You are not alone. I hear this particular pain point a lot. Actually, a lot, a lot.
Whether you are running a commercial real estate company, a medical practice, a design firm, or a home services company, the experience is the same. You know that you need a marketing plan, you know that marketing plan includes content creation, and you have no time or desire to do it. You have plenty of other things on your plate. So, you do the logical thing—you ignore it. You put it on the long-term “would be nice to get done” list and go about running your business.
The problem with this approach is that never gets done. And your business misses out on the opportunities and leads that marketing yields. In today’s post, we make the case for content marketing—what it is, how to use it to your advantage, and how to get it done when you’d frankly just rather not be bothered.

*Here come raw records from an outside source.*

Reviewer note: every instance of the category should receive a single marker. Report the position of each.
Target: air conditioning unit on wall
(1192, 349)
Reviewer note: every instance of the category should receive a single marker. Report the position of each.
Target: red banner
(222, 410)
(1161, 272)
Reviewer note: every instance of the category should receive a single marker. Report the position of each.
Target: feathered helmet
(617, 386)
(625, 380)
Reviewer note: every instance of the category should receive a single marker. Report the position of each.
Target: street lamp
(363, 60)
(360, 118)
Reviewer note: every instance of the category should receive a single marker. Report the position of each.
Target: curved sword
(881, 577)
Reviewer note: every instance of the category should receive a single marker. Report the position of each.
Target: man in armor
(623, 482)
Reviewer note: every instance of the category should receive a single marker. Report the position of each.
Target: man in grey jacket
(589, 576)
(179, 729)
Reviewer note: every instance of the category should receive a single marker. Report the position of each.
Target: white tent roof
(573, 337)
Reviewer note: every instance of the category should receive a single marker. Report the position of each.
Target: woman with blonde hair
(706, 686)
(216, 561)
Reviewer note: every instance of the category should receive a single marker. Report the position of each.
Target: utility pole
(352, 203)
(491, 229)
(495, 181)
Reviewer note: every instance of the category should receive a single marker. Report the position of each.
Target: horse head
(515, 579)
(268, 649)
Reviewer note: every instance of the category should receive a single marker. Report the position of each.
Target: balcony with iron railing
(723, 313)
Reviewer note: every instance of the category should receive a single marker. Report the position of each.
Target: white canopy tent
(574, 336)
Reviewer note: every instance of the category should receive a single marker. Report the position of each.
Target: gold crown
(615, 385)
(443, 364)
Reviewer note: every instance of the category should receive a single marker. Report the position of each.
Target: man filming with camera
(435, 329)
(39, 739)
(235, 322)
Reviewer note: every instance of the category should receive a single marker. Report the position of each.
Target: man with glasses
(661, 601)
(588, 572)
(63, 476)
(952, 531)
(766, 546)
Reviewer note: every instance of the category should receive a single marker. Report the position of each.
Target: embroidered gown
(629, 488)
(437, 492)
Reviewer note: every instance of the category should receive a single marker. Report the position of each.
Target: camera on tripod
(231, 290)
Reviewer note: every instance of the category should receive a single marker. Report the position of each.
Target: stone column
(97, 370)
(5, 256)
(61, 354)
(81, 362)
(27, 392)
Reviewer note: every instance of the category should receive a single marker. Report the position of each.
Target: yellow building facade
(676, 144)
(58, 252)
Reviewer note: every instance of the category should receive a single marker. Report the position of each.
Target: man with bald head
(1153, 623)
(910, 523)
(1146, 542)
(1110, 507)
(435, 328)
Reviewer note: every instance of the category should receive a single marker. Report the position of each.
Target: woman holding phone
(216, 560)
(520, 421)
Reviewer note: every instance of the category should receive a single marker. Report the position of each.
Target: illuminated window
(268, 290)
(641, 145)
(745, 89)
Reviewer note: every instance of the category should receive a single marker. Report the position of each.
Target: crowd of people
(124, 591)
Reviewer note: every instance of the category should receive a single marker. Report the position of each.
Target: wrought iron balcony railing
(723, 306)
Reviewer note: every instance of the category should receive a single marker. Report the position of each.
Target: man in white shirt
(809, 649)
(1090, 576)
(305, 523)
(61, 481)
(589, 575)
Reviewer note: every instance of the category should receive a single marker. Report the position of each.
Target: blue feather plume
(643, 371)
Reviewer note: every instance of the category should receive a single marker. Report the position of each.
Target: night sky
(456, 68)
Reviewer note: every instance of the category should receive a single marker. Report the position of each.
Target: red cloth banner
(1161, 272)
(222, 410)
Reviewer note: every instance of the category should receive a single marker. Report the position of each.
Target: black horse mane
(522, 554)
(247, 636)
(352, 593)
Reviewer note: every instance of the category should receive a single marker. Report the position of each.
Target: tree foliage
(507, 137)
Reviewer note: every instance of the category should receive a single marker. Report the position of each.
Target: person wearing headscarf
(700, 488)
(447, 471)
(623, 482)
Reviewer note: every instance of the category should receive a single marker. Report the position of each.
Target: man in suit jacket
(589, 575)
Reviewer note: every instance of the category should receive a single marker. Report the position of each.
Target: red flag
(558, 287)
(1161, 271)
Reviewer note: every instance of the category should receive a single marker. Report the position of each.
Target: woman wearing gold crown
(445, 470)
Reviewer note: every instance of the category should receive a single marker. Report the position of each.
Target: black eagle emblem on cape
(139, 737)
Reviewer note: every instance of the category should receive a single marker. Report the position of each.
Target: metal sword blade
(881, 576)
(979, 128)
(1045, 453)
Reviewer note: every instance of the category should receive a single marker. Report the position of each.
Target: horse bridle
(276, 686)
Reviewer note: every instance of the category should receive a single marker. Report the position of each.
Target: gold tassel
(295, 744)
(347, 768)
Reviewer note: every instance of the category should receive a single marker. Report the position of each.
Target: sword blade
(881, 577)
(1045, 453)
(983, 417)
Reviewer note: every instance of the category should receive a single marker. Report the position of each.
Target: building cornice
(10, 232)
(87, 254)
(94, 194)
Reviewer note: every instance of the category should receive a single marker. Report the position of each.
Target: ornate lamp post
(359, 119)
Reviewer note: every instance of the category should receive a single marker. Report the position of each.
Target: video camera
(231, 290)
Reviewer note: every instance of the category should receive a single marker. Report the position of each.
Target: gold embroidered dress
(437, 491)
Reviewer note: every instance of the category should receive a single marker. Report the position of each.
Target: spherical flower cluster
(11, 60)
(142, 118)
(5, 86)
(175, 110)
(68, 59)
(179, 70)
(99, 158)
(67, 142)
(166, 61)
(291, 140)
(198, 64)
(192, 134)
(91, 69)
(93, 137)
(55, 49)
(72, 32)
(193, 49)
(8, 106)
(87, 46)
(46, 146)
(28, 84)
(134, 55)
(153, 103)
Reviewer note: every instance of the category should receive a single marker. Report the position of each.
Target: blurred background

What is Content Marketing?
Wikipedia defines content marketing as “a form of marketing focused on creating, publishing, and distributing content for a targeted audience online.“ Yes, we agree with Wikipedia—it is that. But, it’s more than that. Forbes separates content marketing from other forms of marketing this way:
You can tell if a piece of content is the sort that could be part of a content marketing campaign if people seek it out, if people want to consume it, rather than avoiding it. – Forbes
Put another way, think about the difference between push vs. pull marketing. For example, an ad trying to sell you something is pushing that information your way. A blog post that answers the question you just googled is content that you are pulling your way.
Investing in content marketing is the best way to increase brand equity (the social value of your brand). Many consumers have learned to ignore traditional advertising, but most people love useful or interesting content! Think about it—are you more likely to click on an ad about organic skincare products or a blog titled “12 Toxic Ingredients to Avoid in Your Beauty Products”? When you create great content that people will enjoy or find helpful, you begin to build trust with your audience, making it much more likely that they choose your brand when they have a need for a product or service you provide.
As it relates to most small businesses and their websites, this means developing content in the form of website FAQs, blog posts, email newsletter updates, etc. Usually, this content will be written, but it could also come in the form of video, audio, or images. Ideally, this content answers your customers’ questions, provides solutions, illustrates your unique expertise, or highlights something new or interesting. Heck, it can be as simple as something that is mildly entertaining.
How to Use Content Marketing
The key to content marketing is creating content that will be valuable to your target audience. So start by thinking about your customers—think about what questions you answer regularly, think about customer pain points that you encounter (like the subject of this post for my customers), think about content that would appeal to your target audience and start the process of building trust and awareness between the audience and your small business. This is very important because content that is not interesting or useful to your clients will be unsuccessful, and all that work will have been for nothing!
Once you’ve come up with a great topic that will bring value to your audience, figure out how you want to say it! The most obvious choice is usually written word, such as a blog post, but don’t be afraid to get creative! Maybe create an infographic to use on social media or an interesting video.
Once you create your new content, the next (and critical step) is to get it out there to your audience! A great way to maximize the impact of your content is to use the Create Once, Post Everywhere (COPE) method of publishing —check out our recent post about the COPE method to make your life just a little bit easier!
Get It Done!
Here’s the hard part: finding the time to do the work. Creating great content is hard and time-consuming work. But I hope we’ve made the case for how important it is and how effective it can be for your small business.
If you are a business owner you likely have countless responsibilities, most of which are much more pressing than writing a blog, so it can be easy to push your content strategy to the back burner. For the busy business owner who is struggling to keep up with consistent content marketing, you have two options:
- Assign someone in your organization to be the content creator. Having someone accept ownership (and be accountable) for its creation will help keep it off that back burner, OR
- Hire someone else to do it.
Sadly, there’s no magical shortcut. Either you do it, or you have someone else do it. One of the most important parts of scaling your business is choosing how to spend your time effectively—figuring out how to spend your valuable and limited time. Sometimes you are better off hiring someone else to do it. That’s the beauty of outsourcing!